Burada sözü edilen azap “kıyamet günü azabı”dır. Yoksa bazı tefsir bilginlerinin dedikleri gibi, Mekkeli müşriklerin “Bedir savaşı” günü uğratıldıkları azap değildir. “Büyük gün” deyimi, Kur’an-ı Kerim’de böyle yerlerde “vadedilmiş gün (kıyamet günü)” anlamına gelir. Bu görüşümüzü, ayetin şu devamı destekler niteliktedir.

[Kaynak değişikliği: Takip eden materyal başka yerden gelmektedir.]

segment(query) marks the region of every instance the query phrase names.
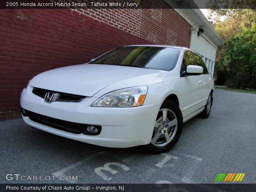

“Dönüş yeriniz Allah’ın huzurudur.”
Gerek dünyada, gerek ahirette ve gerekse her an ve her durumda geri dönüş, Allah’a, O’nun huzurunadır. Fakat Kur’an’ın bilinen üslubu uyarınca bu ifade, hèr zaman dünya hayatından sonraki “Allah’a dönüşü” anlatır. Ayetin son cümlesini okuyoruz:
“O’nun gücü her şeye yeter.”
Bunların hepsi bizim yukarda verdiğimiz anlamı destekler. Çünkü yüce Allah’ın her şeye gücünün yettiğinin vurgulanması, müşrikler tarafından uzak bir ihtimal olarak görülen ve gerçekleşmesi son derece zor bir olay sayılan “yeniden diriltme” olgusuna uygun düşen bir vurgulamadır.
İNKÂRCILARIN MANZARASI
“Her işi yerinde ve her şeyden haberdar olan Allah tarafından muhkem, uyumlu cümlelerle örülen, sonra ayrıntılı biçimde açıklanan” bu kitabın özü dile getirildikten sonra bir bölüm müşriklerin, kendilerine “uyarıcı ve müjdeleyici” peygamber tarafından okunan bu kitabın ayetlerini nasıl karşıladıkları anlatılı yor. Okuyacağımız ayetler, müşriklerin takındıkları bu somut tavrı ve bu tavra eşlik eden somut hareketi tasvir ediyor. Bu adamlar kendilerini Allah’dan gizlemek amacı ile başlarını göğüslerine yapıştırarak iki büklüm oluyorlar. Ayetlerin akışında bu davranışın boşluğu, saçmalığı vurgulanıyor. Çünkü yüce Allah’ın bilgisi en gizli durumlarında bile onları adım adım izliyor. Yeryüzünün bütün canlıları da bu bakımdan onlar gibidirler. Yüce Allah’ın engel tanımaz, duyarlı bilgisi hepsini kapsamı içinde tutar.